●集客の極意


ナポリの大道芸人の話。

3人組の芸人が広場の真ん中でラッパを吹いた。
なにごとかと思って、ぶらぶら歩いていた市民や観光客が足を止めた。

数人の立ち止まった人たちに向かい、芸人は声をかけた。
「ないしょの相談がある。

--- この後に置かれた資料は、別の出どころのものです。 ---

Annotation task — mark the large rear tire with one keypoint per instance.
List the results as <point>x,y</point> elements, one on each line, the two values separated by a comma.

この広場にいる人たちを、みんなでだましてみないか!」
そう言うと、芸人たちは大声で笑い出した。
そして、ぽかんとする人たちに声をかける。
「さあ、みんなもいっしょに、笑って、笑って!」

高笑いにつられて、周囲の人々も笑い出した。
芸人はさらに声をかける。
「まだ声が小さい!さあ、もっと大きな声で!」

広場の中央で、大道芸人と観光客たちが大笑いしている光景に、
広場の周囲にいた人々が不思議がって足を止め、近寄ってきた。
すかさず芸人のリーダーが周囲に声をかける。
「ほら、だまされて近寄ってくるやつらがいるぞ!」
それがおかしくて、笑い声はさらに大きくなった。

広場の周囲から集まってきた人たちは、そこまでやってきて、
「なんだ、ただ笑っているだけじゃないか。
 そうか、みごとにだまされたんだ!」
と気づく。それにあきれて、つい笑ってしまうが、
その笑いにつられて周囲から人が近づいてくる様子を見ると、
今度は自分もだます側に回る。

こうして笑いの輪は50人、100人と増えてくる。
そして観客が笑い疲れたころに、いよいよ大道芸が始まる。
大道芸は大受けすることは間違いない。
なにしろ、笑う練習は十分できているし、
大道芸人と観客、そして観客同士にいつの間にか連帯感が生まれているからだ。


まずは傍観者の数人を味方につける。
そこに人の集まりがあると、さらに人が寄ってくる。
『人が人を呼ぶ』効果だ。

そして、芸人と観客、それと観客同士の連帯感づくり。
もはや芸のレベルに関係なく、大きな盛り上がりがそこに生まれることになる。

「大道芸と商売は違う!」
などといわないで、
みごとな大道芸人の集客術に、大いに学ぼうではないか。